「寺島実郎の視座−−2009年の総括と2010年の展望」

夕刻19時から、「寺島実郎の視座−−2009年の総括と2010年の展望」というタイトルの講演会(GIN総研主催)が日本工業倶楽部で行われた。200人近くの人が静まりかえって一言一言に聴き入った。

「相関という知」「大中華圏」「米国東海岸訪問で世界戦略に関わる人々と会ったが、日米関係の現状を知らない」「経済と軍事の両輪で日米戦略対話が必要」「平成の条約改正(日米関係)を」「常識に還れ(軍隊の長期滞留)」「日本をとりまく脅威とは何か」「日米安保ビンのふた論」「東アジア共同体へ向けてプロジェクトを積み上げていく」「無極化時代には筋の通った理念が必要」「「日本の非核平和主義が説得力を持ったキーになってくる」「限りないファシズムへの予感」「知性が問われている」「一日なまければ日本が一日遅れる(秋山真之)」「09年上期の物流。米国13.5%、中国20.5%、大中華圏30.6%、アジア49.4%」、、、。

会場には、企業、メディアなどの関係者が中心だが、多摩大関係者、インターゼミの学生達も6人ほど参加。電源開発の元社長、ジャパンFMネットワークの大河内さん、田村学園の田村常務理事、プレジデント社の阿部さんなどと歓談。

配られた「世界」1月号の「脳力のレッスン」は「赤胴鈴之助月光仮面−−問いかけとしての戦後日本(その8)」が面白かった。素手と気合いで空気を動かし相手を倒す術である赤胴鈴之助の「真空切り」は、戦争を放棄し平和主義に徹する戦後日本の姿に通じる。「正義の味方」「月よりの使者月光仮面」は当時日本のモノづくりを牽引していたオートバイ産業のオートバイに乗って現れた。今、うっすらと赤胴鈴之助月光仮面を期待する受け身の心理がどこかに潜在している。以上のような論考だった。


この講演会の前に、丸の内の丸善で本を眺める時間があった。一階の入ってすぐ左には、「松丸本舗。松岡、丸善丸善、主宰。松岡正剛、編集。 」というタイトルのコーナーが設置されていた。
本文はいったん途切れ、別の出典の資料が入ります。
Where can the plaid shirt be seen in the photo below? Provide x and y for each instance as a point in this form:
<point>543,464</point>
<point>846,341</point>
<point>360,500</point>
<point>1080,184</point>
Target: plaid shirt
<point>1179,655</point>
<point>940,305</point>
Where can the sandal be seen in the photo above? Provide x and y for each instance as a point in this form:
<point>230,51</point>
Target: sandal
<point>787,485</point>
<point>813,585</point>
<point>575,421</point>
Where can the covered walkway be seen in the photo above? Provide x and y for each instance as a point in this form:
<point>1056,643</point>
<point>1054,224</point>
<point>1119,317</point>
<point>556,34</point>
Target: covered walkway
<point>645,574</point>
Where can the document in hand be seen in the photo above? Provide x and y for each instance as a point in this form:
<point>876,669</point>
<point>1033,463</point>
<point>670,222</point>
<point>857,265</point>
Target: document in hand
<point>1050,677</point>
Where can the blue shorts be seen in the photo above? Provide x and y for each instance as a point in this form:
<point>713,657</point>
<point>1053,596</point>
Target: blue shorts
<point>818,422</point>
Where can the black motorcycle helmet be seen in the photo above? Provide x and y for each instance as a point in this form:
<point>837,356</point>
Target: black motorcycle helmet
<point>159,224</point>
千夜千冊の松岡正剛丸善のコラボレーションで、著名人の本棚そのものを見せるという趣向らしい。http://www.matsumaru-hompo.jp/
丸善にはあらゆる本が並んでそれぞれが自己主張をしているが、特設コーナーに飾ってある本は、結局「生き方」に関係するテーマばかりだと改めて思った。経済も政治も古典も、生き方と関係して読まれている。ベストセラーコーナーでは、寺島実郎さんの「世界を知る力」(PHP新書)が9位に入っていた。わたしの名前で検索すると57冊がヒットした。
勝海舟の「氷川清話」の幕末から明治にかけての人物評が面白かったので購入。藤田東湖「本当に国を思うという赤心がない。」、西郷南洲「いわゆる天下の大事を負担するものは果たして西郷ではあるまいか」、佐久間象山「物識りだったヨ。、、しかし、どうも法螺吹きで困るよ。」、木戸孝允「西郷などと比べると非常に小さい。しかし綿密な男さ。使い所によりては、ずいぶん使える奴だった。」、陸奥宗光「ひとの部下について、その幕僚となるに適した人物、」、、、。勝海舟の人物を見る眼は冴えている。

講演終了後は、八木哲郎さんとコーヒーを飲みながら、歓談する。

昼間は、予算委員会。その後、学部長の諸橋先生とじっくり意見交換。